How we cite our quotes: (Section.Chapter.Paragraph)
Quote #1
Anything seemed possible, likely, feasible, because I wanted everything to be possible...Because I had no power to make things happen outside of me in the objective world, I made things happen within. Because my environment was bare and bleak, I endowed it with unlimited potentialities, redeemed it for the sake of my own hungry and cloudy yearning. (1.2.568)
Richard has no agency, which is a fancy way of saying that he’s totally powerless over his world. Instead, he simply imagines magical things happening. Is magic just another form of wishing?
Quote #2
My spontaneous fantasies lived in my mind because I felt completely helpless in the face of this threat that might come upon me at any time, and because there did not exist to my knowledge any possible course of action which could have saved me if I had ever been confronted with a white mob. My fantasies were a moral bulwark that enabled me to feel I was keeping my emotional integrity whole, a support that enabled my personality to limp through days lived under the threat of violence. (1.2.512 )

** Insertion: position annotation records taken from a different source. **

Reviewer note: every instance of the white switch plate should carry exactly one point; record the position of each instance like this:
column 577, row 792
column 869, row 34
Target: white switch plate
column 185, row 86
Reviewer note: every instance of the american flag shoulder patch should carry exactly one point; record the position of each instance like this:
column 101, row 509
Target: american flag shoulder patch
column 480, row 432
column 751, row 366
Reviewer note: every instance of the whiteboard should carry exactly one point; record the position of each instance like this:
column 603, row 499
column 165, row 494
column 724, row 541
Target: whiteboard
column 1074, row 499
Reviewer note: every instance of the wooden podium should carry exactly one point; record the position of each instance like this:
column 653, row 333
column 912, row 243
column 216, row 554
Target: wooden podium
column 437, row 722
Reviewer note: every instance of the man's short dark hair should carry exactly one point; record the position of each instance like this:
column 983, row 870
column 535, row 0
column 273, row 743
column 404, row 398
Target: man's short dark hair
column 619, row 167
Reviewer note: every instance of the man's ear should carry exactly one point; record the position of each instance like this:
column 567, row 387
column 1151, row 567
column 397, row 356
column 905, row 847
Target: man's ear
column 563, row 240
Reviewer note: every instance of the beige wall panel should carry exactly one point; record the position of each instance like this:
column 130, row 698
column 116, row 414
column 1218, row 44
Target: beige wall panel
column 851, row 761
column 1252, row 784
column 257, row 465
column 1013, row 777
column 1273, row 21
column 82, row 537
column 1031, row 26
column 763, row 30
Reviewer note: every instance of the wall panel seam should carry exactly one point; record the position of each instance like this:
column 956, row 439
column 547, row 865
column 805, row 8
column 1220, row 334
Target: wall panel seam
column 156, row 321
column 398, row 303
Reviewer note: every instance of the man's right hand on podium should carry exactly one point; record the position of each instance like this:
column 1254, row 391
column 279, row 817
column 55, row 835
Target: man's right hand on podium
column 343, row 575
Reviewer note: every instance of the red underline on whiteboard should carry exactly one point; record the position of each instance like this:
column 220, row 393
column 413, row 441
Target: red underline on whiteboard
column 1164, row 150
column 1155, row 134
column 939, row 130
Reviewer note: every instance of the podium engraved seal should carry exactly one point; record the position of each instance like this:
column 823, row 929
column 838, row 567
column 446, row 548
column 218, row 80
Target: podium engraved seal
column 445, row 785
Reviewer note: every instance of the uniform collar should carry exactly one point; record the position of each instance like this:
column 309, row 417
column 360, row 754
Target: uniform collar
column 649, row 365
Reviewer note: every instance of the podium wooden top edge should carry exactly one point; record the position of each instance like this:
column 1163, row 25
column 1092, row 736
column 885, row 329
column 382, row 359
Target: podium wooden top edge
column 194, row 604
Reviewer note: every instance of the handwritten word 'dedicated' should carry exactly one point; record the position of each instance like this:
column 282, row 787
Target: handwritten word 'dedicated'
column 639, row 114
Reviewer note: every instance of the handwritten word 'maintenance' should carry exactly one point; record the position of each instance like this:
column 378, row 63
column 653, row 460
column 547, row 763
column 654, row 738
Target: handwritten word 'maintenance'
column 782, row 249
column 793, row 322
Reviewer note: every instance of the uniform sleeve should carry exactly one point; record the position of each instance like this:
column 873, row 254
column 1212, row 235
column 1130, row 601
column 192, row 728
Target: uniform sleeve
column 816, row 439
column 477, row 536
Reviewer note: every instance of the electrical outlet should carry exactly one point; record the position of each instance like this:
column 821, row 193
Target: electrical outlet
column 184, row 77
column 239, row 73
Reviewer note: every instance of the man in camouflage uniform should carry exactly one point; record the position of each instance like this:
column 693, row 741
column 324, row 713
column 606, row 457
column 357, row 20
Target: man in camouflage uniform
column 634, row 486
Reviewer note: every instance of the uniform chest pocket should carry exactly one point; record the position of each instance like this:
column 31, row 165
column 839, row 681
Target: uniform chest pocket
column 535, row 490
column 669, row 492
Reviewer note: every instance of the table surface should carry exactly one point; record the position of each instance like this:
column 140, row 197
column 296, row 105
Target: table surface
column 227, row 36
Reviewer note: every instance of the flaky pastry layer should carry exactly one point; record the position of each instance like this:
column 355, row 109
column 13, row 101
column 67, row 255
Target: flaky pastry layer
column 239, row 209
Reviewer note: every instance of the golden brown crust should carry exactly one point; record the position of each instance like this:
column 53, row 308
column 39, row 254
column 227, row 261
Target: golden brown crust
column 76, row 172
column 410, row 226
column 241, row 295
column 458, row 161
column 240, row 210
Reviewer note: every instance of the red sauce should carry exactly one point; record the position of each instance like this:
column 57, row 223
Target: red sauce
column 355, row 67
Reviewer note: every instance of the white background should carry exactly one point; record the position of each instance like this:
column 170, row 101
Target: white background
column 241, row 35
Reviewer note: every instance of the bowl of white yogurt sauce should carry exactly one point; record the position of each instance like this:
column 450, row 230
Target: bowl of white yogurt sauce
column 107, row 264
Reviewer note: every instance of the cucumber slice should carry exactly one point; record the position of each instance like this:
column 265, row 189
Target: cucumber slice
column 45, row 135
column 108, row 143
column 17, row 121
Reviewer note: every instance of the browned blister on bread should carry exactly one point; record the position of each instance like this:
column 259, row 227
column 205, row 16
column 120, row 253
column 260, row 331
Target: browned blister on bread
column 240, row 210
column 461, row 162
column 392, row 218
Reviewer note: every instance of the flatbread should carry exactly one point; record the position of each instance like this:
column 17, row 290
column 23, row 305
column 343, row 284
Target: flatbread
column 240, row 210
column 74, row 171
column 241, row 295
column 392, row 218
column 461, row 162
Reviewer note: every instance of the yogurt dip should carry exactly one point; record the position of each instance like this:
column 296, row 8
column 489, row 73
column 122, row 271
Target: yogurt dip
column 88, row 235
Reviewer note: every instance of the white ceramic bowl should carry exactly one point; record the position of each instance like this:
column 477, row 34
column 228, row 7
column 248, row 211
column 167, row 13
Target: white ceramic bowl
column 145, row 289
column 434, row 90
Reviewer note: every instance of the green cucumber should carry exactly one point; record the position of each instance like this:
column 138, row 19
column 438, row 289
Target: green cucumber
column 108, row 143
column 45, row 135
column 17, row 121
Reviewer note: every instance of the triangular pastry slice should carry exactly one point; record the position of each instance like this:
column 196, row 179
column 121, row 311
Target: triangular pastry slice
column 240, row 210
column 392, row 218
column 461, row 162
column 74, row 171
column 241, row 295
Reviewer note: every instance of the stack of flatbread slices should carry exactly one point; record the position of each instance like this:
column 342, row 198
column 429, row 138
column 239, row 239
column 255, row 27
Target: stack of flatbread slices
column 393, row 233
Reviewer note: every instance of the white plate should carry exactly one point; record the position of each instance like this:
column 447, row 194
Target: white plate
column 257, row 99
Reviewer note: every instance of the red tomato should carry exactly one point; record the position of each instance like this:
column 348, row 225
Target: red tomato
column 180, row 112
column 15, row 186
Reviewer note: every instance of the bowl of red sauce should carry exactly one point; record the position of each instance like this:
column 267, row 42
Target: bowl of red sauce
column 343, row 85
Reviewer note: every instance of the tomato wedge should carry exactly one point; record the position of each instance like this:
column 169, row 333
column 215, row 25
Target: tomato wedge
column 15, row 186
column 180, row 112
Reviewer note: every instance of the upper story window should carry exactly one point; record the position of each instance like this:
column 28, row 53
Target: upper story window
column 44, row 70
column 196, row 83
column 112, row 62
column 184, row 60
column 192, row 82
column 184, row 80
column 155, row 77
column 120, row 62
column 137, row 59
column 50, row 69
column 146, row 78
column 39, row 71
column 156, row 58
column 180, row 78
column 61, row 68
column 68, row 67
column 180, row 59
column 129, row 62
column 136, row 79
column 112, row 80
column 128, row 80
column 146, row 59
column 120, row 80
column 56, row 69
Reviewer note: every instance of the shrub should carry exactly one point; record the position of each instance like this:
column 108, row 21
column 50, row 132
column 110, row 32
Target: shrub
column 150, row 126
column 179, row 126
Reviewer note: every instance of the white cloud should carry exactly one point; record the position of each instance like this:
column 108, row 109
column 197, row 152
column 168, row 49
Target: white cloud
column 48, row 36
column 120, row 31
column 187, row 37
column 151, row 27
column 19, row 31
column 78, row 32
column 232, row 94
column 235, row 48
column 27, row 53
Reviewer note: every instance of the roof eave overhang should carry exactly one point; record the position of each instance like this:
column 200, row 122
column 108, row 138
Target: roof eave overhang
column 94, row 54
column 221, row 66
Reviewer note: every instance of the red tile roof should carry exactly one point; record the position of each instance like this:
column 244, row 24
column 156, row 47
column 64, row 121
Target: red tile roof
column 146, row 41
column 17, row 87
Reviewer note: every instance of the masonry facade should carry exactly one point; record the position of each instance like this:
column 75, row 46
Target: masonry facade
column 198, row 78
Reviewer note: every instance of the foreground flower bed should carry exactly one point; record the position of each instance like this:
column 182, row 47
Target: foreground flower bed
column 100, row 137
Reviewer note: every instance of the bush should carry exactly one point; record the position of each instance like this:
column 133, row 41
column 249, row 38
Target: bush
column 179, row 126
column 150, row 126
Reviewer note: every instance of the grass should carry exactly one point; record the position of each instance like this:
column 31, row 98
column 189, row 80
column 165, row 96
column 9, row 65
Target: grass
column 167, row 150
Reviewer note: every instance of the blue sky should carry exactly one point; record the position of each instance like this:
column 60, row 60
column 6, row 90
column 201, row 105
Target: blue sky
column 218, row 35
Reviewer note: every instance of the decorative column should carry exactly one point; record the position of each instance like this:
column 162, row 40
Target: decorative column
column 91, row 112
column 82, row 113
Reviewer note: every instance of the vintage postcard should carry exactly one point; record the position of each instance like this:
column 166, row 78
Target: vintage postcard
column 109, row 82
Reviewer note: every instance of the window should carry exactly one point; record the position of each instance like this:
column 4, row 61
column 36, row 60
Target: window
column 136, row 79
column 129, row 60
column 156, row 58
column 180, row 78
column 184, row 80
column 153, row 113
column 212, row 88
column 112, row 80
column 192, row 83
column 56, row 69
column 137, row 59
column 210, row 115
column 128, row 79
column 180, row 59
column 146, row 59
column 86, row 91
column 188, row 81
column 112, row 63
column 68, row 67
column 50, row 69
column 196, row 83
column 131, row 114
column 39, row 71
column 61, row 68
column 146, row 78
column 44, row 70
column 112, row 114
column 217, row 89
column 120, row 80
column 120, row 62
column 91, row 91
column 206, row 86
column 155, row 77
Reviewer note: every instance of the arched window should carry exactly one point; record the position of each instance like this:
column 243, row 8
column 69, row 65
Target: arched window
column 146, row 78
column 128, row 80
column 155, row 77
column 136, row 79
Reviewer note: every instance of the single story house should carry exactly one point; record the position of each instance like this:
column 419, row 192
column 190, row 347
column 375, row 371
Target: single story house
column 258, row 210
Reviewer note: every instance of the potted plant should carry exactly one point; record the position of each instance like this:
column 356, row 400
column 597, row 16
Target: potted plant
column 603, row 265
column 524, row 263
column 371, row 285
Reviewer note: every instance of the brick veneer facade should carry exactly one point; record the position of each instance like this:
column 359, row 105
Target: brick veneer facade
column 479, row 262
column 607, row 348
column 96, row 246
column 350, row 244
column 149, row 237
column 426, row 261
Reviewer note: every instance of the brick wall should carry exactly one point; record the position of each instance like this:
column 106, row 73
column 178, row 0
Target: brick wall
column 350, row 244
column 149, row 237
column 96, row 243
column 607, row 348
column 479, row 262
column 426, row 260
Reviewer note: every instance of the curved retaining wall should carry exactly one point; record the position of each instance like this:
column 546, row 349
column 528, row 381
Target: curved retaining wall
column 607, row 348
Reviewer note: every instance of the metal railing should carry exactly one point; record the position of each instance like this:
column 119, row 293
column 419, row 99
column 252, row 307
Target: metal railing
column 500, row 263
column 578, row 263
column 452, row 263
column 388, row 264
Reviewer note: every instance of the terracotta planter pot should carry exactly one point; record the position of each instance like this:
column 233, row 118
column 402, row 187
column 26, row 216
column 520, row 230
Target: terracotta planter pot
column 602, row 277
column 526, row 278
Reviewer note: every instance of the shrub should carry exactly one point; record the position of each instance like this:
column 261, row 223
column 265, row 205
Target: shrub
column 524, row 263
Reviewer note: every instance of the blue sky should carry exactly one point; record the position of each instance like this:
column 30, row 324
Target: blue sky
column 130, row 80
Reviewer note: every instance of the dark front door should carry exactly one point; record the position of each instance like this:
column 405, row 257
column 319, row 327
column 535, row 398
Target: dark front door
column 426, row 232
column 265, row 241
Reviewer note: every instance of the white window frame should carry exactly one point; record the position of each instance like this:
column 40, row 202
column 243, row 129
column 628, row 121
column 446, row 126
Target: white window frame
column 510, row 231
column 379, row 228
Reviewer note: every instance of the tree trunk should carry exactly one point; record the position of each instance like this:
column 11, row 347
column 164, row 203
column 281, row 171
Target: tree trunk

Without his dreams, Richard would deflate just like a balloon. He needs them to stay afloat, even if he knows that they probably won’t come true.
Quote #3
Often, when there was no food in the house, I would dream of the Government’s sending a letter […] But no letter like that ever came, and Grandpa was so sullen most of the time that I stopped dreaming of him and his hopes. (1.5.187)
Richard isn’t just content to dream his dreams; he has to dream someone else’s dreams, too.